Hiking the Cordillera los Frailes: part 2
Previously on Old Piles of Words: Matt and Venla embarked on a four-day hiking trip to the Cordillera de los Frailes, taking in the wonderful scenery and village life. They spent their 2nd night in the settlement of Maragua.
(Theme song.)
On the third day we headed out of the village, not without being offered a bowl of chicha (a fermented corn drink) and made our way out of the 'crater' towards another highlight of the route: dinosaur tracks set in solidified mudstone. After taking a look at the two sets of tracks (a brontosaur-like quadruped and a t-rex like biped), we had a nice lunch at the house of the caretaker, cooking in the courtyard as the lady of the house was gone, and chatting with the friendly owner. We then started hiking again through fields and hamlets, up and down the colorful hills. Just before sunset, we made it to a little piece of heaven down in the valley: hot springs that seep into the river to form the most wonderful hot bath you can dream of after three days on dusty dirt paths. The bad news was that after relaxing all of our sore muscles, we had to walk back up the steep mountain in the dark, our stomachs screaming with hunger.
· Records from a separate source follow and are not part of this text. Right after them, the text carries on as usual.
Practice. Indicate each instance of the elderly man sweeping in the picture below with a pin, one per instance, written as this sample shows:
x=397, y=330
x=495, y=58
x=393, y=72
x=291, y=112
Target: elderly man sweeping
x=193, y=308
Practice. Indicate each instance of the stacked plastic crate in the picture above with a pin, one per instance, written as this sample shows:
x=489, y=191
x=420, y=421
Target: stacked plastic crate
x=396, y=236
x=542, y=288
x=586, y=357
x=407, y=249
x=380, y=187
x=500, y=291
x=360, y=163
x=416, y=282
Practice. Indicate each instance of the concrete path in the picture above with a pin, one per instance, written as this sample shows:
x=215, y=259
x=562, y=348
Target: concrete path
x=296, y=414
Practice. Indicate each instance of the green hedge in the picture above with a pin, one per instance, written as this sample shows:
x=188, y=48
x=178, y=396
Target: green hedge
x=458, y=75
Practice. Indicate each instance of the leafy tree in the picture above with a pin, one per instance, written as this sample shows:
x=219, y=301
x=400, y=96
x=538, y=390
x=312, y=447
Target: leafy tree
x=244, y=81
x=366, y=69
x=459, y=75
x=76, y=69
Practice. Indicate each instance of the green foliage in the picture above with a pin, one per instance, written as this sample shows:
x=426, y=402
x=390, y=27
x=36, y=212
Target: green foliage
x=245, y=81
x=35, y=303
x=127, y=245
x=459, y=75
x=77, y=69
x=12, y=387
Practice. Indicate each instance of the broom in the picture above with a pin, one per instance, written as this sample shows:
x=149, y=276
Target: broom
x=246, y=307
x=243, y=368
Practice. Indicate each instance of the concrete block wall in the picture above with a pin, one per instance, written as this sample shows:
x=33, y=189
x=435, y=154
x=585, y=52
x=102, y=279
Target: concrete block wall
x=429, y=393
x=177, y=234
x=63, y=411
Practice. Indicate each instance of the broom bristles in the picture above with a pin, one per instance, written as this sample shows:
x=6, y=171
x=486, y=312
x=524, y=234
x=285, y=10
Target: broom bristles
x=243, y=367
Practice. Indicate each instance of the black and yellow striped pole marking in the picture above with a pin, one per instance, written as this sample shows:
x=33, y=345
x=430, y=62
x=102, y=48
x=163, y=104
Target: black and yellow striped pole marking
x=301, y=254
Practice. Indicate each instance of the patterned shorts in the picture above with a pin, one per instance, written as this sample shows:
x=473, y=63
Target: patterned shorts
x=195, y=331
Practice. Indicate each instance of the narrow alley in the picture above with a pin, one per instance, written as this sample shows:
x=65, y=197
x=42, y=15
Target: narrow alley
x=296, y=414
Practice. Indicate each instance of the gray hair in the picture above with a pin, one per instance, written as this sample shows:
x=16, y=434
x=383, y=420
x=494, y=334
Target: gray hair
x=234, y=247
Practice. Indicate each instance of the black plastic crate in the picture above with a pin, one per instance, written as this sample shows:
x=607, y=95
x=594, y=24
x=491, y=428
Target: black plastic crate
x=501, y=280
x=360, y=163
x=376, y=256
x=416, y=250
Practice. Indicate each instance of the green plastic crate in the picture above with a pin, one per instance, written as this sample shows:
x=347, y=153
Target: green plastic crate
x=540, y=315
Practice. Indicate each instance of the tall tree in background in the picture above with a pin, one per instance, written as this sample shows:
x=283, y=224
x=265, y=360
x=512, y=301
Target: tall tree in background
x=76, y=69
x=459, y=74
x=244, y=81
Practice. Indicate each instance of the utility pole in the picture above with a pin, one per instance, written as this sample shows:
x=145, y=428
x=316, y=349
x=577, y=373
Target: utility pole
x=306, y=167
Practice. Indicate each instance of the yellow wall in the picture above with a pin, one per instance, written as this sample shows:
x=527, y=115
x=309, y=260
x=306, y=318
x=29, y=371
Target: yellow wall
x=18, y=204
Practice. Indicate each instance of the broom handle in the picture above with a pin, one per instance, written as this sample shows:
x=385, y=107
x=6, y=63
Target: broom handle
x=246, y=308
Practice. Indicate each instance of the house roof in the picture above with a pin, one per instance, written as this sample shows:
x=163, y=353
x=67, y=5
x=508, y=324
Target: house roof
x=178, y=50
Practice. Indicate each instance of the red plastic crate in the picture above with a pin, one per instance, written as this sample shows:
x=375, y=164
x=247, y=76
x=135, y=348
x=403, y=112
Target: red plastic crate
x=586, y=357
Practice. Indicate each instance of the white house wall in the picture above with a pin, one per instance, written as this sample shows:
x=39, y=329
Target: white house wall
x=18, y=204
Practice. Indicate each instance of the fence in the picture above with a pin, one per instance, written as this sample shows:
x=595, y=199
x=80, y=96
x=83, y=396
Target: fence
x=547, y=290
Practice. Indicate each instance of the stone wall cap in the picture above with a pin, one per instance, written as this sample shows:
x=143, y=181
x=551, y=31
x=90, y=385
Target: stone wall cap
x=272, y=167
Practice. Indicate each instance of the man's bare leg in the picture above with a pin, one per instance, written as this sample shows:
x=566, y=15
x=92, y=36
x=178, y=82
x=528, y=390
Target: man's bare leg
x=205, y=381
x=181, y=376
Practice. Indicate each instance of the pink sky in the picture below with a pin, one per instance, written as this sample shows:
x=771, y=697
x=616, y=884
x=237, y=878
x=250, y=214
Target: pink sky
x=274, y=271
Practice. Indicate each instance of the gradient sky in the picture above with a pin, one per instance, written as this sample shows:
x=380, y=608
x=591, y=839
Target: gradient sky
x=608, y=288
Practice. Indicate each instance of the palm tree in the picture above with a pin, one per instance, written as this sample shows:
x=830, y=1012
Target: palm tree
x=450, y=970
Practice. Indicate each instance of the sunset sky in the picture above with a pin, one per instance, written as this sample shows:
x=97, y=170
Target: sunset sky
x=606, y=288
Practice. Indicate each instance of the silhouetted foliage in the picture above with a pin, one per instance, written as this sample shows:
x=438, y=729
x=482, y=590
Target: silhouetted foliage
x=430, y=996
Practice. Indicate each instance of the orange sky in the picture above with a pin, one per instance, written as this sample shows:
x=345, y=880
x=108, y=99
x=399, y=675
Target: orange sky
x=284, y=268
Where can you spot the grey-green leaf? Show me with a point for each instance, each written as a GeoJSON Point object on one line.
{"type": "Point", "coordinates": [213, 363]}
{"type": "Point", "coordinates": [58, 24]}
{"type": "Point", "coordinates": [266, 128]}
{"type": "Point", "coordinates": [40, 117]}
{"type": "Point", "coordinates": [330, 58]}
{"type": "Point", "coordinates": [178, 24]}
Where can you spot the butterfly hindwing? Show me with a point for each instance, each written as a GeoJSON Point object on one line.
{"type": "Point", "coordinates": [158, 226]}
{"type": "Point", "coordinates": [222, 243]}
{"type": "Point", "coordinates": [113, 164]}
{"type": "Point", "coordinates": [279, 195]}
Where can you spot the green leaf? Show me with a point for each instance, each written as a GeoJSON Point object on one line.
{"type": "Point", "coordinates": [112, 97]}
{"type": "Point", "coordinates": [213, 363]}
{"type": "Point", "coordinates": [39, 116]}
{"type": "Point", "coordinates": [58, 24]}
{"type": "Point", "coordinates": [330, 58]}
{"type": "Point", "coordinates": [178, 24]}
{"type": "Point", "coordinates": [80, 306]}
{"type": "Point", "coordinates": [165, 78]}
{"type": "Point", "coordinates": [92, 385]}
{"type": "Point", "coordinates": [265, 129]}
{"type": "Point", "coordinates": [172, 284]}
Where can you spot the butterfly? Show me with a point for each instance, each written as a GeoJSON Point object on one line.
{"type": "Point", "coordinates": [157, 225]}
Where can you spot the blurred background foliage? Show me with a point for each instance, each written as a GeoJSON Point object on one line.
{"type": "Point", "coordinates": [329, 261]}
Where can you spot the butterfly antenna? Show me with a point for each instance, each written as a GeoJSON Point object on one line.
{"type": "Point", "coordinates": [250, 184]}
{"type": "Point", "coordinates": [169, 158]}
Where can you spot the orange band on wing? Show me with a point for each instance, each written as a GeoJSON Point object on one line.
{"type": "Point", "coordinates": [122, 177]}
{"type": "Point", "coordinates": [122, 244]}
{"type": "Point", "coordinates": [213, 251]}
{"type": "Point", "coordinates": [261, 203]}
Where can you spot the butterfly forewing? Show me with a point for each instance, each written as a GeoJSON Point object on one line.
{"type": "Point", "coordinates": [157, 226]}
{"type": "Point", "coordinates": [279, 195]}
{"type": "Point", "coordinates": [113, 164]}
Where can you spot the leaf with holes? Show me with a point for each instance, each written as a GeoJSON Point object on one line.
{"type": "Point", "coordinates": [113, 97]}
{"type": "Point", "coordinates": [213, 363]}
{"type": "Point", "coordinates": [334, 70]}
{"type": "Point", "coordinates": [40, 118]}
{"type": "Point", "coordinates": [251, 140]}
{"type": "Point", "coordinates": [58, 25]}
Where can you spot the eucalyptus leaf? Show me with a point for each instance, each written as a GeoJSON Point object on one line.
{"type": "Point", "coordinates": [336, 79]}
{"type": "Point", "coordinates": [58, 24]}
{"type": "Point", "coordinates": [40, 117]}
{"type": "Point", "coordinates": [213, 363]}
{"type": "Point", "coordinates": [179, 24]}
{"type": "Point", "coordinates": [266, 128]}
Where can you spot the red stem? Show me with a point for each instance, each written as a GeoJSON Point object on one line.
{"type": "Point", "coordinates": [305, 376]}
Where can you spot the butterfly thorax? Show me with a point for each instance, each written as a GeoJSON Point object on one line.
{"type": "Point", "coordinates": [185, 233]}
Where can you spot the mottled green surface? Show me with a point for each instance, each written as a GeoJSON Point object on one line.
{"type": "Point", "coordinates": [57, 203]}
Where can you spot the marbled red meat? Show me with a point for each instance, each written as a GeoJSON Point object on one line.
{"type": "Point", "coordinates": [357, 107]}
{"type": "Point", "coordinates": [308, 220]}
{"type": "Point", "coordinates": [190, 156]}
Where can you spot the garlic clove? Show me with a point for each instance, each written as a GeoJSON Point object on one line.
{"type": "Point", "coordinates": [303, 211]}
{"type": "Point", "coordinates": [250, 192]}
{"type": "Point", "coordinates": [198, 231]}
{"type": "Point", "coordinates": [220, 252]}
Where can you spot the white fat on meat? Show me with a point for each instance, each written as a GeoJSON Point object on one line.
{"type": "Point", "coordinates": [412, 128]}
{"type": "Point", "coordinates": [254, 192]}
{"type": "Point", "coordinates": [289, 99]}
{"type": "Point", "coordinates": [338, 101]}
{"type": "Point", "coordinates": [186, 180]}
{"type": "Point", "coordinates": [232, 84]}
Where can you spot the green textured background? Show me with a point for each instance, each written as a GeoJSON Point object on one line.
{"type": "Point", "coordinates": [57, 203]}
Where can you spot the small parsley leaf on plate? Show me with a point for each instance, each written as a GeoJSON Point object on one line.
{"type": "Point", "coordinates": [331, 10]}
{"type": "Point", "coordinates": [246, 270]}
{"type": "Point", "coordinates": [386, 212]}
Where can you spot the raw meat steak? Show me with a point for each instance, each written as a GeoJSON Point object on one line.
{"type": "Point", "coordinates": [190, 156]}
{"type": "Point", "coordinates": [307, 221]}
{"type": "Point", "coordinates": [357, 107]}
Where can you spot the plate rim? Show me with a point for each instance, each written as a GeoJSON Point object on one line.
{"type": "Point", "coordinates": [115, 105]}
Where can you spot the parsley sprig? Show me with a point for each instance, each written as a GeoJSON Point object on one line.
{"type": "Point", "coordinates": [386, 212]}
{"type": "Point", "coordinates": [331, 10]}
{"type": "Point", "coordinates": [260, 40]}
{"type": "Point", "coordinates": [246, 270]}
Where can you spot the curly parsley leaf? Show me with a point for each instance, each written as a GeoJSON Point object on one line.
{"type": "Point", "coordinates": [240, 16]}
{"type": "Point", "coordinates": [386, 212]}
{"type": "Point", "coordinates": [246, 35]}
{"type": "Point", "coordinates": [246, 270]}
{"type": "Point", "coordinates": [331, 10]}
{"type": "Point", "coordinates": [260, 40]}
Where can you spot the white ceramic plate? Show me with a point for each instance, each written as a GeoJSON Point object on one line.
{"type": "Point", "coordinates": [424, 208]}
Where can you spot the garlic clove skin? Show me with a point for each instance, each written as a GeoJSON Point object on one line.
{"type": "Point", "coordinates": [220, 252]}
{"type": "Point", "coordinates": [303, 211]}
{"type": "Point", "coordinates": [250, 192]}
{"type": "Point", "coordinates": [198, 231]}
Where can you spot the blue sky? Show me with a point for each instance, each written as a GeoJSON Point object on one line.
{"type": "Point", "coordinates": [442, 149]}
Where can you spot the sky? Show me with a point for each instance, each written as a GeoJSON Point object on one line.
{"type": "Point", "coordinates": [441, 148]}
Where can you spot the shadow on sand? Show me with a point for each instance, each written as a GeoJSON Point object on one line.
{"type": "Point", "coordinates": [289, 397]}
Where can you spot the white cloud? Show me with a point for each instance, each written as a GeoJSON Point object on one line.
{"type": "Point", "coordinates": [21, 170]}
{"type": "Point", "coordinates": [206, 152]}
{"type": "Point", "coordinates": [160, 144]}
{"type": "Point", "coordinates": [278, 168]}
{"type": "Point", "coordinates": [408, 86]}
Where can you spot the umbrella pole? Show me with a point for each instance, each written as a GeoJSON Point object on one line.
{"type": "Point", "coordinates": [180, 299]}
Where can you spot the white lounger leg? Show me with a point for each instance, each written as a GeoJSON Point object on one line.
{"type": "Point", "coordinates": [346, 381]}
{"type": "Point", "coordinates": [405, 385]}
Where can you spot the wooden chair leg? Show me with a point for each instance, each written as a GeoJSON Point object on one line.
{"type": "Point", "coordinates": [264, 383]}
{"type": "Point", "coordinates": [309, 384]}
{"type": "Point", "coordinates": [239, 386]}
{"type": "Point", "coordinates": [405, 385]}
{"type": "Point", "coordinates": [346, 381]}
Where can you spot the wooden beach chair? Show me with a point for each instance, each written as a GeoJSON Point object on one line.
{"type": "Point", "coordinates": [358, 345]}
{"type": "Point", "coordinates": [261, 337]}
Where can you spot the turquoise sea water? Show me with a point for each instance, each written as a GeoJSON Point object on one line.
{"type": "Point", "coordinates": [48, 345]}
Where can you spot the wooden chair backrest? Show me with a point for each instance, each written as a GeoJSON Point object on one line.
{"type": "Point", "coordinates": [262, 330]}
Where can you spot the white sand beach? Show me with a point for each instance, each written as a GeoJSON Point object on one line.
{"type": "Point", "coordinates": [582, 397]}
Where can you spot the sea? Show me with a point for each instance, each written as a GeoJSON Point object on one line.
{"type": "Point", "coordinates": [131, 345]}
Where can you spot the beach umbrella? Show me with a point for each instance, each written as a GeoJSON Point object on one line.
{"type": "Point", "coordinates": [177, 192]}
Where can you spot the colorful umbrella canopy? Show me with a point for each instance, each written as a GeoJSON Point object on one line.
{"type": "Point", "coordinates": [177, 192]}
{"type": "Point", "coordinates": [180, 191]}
We finally arrived at a little village on top of the hill, where a family was to host us and cook for us. The lady of the house, as luck would have it, was also gone, and Pablo once again took up cooking. He built a wood fire in the inner courtyard of the little mud house, and started washing the few dishes available as well as he could, scraping the one burnt pot clean with his knife. As we were cutting the vegetables, the friendly man of the house, who had had a couple of drinks (taking advantage of the lady's absence, we assumed), kept trying to convince us in his best Spanish that we needed to learn Quechua as we were now in Bolivia, and was rather amused at my attempts to repeat his words.
Meanwhile, Joanna, his youngest daughter, hung out and played with Matt and I. We watched in amazement as she wolfed down the bowl of food that we served her. After a pretty entertaining meal, we laid down on what were probably the most uncomfortable beds we'd ever slept on. I was convinced that the bed had no mattress at all, but it actually did have a thin straw one - and we far were better off anyway than our poor guide, who slept on the rocky ground with just a couple of blankets underneath him.
The next morning, after what was not an exceedingly restful night and after finding out that there was no food whatsoever to be had for breakfast, we said goodbye to our hosts, and especially to our little friend Joanna, and started toward our final destination, the village of Quila Quila, just a couple of hours away. Pablo managed to buy some pink pop corn and some crackers on the way, which we turned into a surprisingly happy, if not very nutritious, breakfast. We were supposed to have an hour to spare in Quila Quila before the camion to Sucre arrived, so we had a lady throw some eggs and potatoes on the fire. However the camion decided to actually turn up early, and we ended up having to bear the rocky, three hour ride to Sucre on an empty stomach.
We got back to the city covered in about half a centimeter of dust, our muscles aching from holding on during the bumpy ride, starving and sleep deprived, but very happy about our trip, and ready to celebrate with a hot shower, a good meal, and a couple of days of rest.
June 14th, 2010 - 17:27
Is that the “Indiana Jones” Theme song I hear??? Loved the pic with Joanna. You’re a natural, Venla!!